The governance question ran through all of it. Regulators will require accountability, system validation, and the ability to explain every AI-driven decision. Alison laid out what a human oversight model would actually need: review gates for the first patients, defined processes for model drift, deviation handling that feeds into existing quality management. An AI validation plan sitting alongside the standard data management plan, defining upfront which data the system handles autonomously, which routes require human sign-off, and how confidence thresholds were set, is the direction the session pointed to. Both agreed this is where things are heading.

The recording covers material this post doesn’t have room for.

Derk walks through Castor Catalyst‘s visual audit trail in detail (37:17): a replay capability that shows what the AI agent did and why, step by step, in terms a human reviewer can follow. He makes a counterintuitive point that’s worth the watch on its own. An AI creates a more complete audit record than a human doing the same work, because a CRA doing source data verification doesn’t log every step in their reasoning. The AI logs all of it.

The Q&A includes a direct exchange on automation bias (43:11): how you stop human review from becoming a rubber stamp when the AI is right most of the time. It gets into ensemble validation approaches and why the problem isn’t actually new to this industry.

And Alison closes with a use case worth pursuing (42:10): using AI to track clean patients and flag what still needs doing before an interim deliverable. Straightforward in theory. Harder than it sounds when your systems don’t talk to each other.

Watch the full session on demand

Forty-five minutes on where AI is actually landing in clinical trial data management, built for anyone making technology decisions in the space.

Watch now

Frequently asked questions

Can AI replace programmed edit checks in clinical trials?

Possibly, but not without evidence first. Alison’s position in the session was that sponsors will want proof that an AI-driven approach produces outcomes at least as good as traditional edit checks before they adopt it. The practical path is to run both models in parallel on a study with known edit check history, compare what each system flags, and build a retroactive benchmark. Derk described how Castor applies this with Castor Catalyst, using real source data to validate AI performance against the historical record before asking any sponsor to trust it.

How do you prevent human review of AI output from becoming a rubber stamp?

Automation bias (accepting high-quality AI suggestions without scrutiny) was raised in the Q&A. Derk described one approach Castor uses internally: running a separate AI validation step using a different model or model family to check the output of the first. This creates a consensus check rather than relying on a human reviewer to spot errors in a mostly-correct stream. Risk stratification is the other mechanism: routing the highest-stakes data (adverse events, primary endpoints) through mandatory human review, while lower-risk data moves at a different pace. Derk also made the point that this problem isn’t unique to AI. It’s already present when a CRA does source data verification, and at least with AI you have an audit trail of every decision.

Where should clinical data management teams start with AI adoption?
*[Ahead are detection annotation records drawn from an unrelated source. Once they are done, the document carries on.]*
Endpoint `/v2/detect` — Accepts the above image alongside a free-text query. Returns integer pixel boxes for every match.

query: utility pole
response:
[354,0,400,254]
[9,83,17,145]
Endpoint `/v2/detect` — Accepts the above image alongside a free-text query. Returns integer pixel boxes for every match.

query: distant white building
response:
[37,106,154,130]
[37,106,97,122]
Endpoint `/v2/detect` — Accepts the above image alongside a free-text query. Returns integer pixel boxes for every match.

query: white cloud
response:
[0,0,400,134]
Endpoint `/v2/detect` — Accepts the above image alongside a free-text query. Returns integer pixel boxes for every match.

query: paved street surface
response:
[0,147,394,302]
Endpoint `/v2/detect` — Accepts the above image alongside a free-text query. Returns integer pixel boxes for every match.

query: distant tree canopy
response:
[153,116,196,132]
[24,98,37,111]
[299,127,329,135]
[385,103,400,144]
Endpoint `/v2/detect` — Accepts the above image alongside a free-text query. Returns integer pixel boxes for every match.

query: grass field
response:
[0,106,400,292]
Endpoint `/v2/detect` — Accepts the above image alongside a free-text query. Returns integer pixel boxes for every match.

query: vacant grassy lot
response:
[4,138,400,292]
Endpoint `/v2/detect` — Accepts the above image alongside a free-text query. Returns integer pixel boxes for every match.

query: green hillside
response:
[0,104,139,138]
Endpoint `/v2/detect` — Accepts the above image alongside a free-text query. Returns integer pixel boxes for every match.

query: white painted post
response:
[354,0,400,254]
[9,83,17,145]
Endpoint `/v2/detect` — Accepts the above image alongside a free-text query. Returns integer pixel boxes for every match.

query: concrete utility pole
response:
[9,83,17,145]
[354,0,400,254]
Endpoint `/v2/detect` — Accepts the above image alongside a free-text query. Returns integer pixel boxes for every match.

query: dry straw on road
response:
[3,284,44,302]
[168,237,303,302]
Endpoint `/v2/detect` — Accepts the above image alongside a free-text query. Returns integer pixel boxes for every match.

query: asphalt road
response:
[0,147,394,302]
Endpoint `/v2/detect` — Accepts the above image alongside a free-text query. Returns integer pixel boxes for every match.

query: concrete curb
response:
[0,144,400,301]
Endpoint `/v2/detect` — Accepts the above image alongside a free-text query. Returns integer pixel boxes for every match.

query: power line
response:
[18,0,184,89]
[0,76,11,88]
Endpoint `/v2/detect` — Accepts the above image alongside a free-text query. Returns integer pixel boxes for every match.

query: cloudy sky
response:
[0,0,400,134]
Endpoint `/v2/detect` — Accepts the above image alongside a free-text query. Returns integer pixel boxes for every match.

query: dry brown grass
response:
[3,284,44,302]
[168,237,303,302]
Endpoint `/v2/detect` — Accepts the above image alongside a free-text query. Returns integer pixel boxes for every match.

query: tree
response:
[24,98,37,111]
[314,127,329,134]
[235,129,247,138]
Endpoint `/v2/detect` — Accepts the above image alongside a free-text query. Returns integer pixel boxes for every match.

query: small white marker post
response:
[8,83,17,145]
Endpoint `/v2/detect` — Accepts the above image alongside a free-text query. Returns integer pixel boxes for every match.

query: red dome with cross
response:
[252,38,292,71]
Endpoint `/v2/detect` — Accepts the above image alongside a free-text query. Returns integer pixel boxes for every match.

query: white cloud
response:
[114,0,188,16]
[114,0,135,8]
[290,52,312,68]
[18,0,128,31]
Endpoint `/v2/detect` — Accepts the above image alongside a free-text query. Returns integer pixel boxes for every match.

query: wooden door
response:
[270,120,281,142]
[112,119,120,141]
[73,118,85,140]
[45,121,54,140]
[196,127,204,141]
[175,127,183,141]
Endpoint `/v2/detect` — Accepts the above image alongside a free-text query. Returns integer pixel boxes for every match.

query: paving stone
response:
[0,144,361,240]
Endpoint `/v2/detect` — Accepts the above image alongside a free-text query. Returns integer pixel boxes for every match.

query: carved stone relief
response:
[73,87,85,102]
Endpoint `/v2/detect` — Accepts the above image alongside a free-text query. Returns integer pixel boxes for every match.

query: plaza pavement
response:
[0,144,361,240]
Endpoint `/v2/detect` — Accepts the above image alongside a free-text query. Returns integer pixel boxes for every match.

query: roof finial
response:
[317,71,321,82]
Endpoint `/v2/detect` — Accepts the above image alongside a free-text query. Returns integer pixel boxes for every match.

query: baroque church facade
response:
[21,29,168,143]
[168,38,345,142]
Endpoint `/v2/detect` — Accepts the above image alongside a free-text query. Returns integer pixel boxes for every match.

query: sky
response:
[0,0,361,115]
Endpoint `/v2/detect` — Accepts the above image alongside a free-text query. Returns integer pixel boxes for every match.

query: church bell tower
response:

The session framed it as a progression tied to what you can validate and demonstrate to a sponsor or regulator. Document generation (drafting data management plans, SAPs, validation protocols) is where most teams start, with full human review. Edit checks and query management are the next steps, but both require evidence of equivalence or improvement before replacing the traditional approach. The key point Alison made: process redesign matters more than tool selection. Overlaying AI on an existing workflow rarely produces the efficiency gains clinical data management teams are looking for. The gains come from thinking carefully about where human involvement actually needs to be.

References

  1. Castor LinkedIn Live session: “What AI replaces in Phase 2/3 data management — and what it doesn’t.” Recorded March 31, 2026. Featuring Alison Bishop (data management specialist) and Derk Arts (CEO, Castor).